Question

The heat is liberated when 1.8g benzoic acid is burnt in a bomb calorimeter at ${25^0}C$ and it increases the temperature of $18.94{\text{ kg}}$ water by ${0.632^0}C$. If the specific heat of water at ${25^0}C$ is $0.998{\text{cal/g}}{\text{.deg}}$, then the value of the heat of combustion of benzoic acid is:
A.$881.1{\text{kcal}}$
B.$981.1{\text{kcal}}$
C.$771.1{\text{kcal}}$
D.$871.2{\text{kcal}}$

Answer 1

In this question, we have to recall the concept of calorimetry. These techniques are based on thermometric methods carried out in a vessel called calorimeter which is immersed in a known volume of liquid. We shall use the formula given below, substitute appropriate values in it and calculate the heat of combustion.

Formula used: ${\Delta \text{Q = ms t}}$ where ${\text{m}}$=Mass of water, ${\Delta \text{t}}$=Increase in temperature and ${\text{s}}$=Specific heat of the water.

Complete step by step answer:
The molar mass of benzoic acid =$122{\text{ g}}$. Given the mass of benzoic acid burnt in bomb calorimeter = $1.89{\text{ g}}$
The temperature inside the bomb calorimeter = ${25^0}C$=$298{\text{K}}$.
The given values in the question are:
${\text{m}}$= Mass of water = $18.94{\text{ kg}} = 18940{\text{g}}$
${\Delta \text{t}}$=Increase in temperature = ${0.632^0}C = 0.632K$
${\text{s}}$=Specific heat of water = $0.998{\text{cal/g}}{\text{.deg}}$.
The heat energy released by benzoic acid = Heat energy absorbed by water = ${\text{Q}}$ .
Substituting these values in the formulas for ${\text{Q}} = {\Delta \text{ms t}} = 18940 \times 0.998 \times 0.632 = 11946.14{\text{cal}}$.
The heat of combustion of benzoic acid will be the heat energy released by completely burning 1 mole of benzoic acid in the bomb calorimeter. Benzoic acid releases $11946.14{\text{cal}}\;$heat energy.
$\Rightarrow$The heat energy released by 122 g of benzoic acid = $\dfrac{{11946.14 \times 122}}{{1.89}} = 771126.5{\text{cal}} \approx 771.1{\text{kcal}}$.

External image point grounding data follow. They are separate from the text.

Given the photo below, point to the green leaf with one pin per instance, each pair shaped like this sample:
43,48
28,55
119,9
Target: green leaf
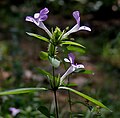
44,55
21,91
43,72
72,43
76,49
38,36
86,97
44,111
54,62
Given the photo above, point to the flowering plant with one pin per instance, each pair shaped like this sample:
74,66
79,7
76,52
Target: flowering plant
57,38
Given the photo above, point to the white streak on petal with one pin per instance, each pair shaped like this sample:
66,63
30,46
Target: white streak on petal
41,25
80,66
84,28
74,29
36,15
66,60
69,71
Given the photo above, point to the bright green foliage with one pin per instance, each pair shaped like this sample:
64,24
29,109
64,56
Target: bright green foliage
55,62
76,49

Hence, the correct option is C.

Note:
Enthalpy of a system is a type of variable such that it is impossible to calculate the absolute enthalpy of a system directly. This means that enthalpy for a reaction is calculated around a reference point. This is why we generally measure the change in enthalpy. The value of this enthalpy change is positive for endothermic reactions while it is negative for exothermic reactions. Coffee-cup calorimeter is used to calculate the enthalpy change. When any chemical reaction occurs in this coffee cup, it is observed that the heat of reaction is absorbed by the water.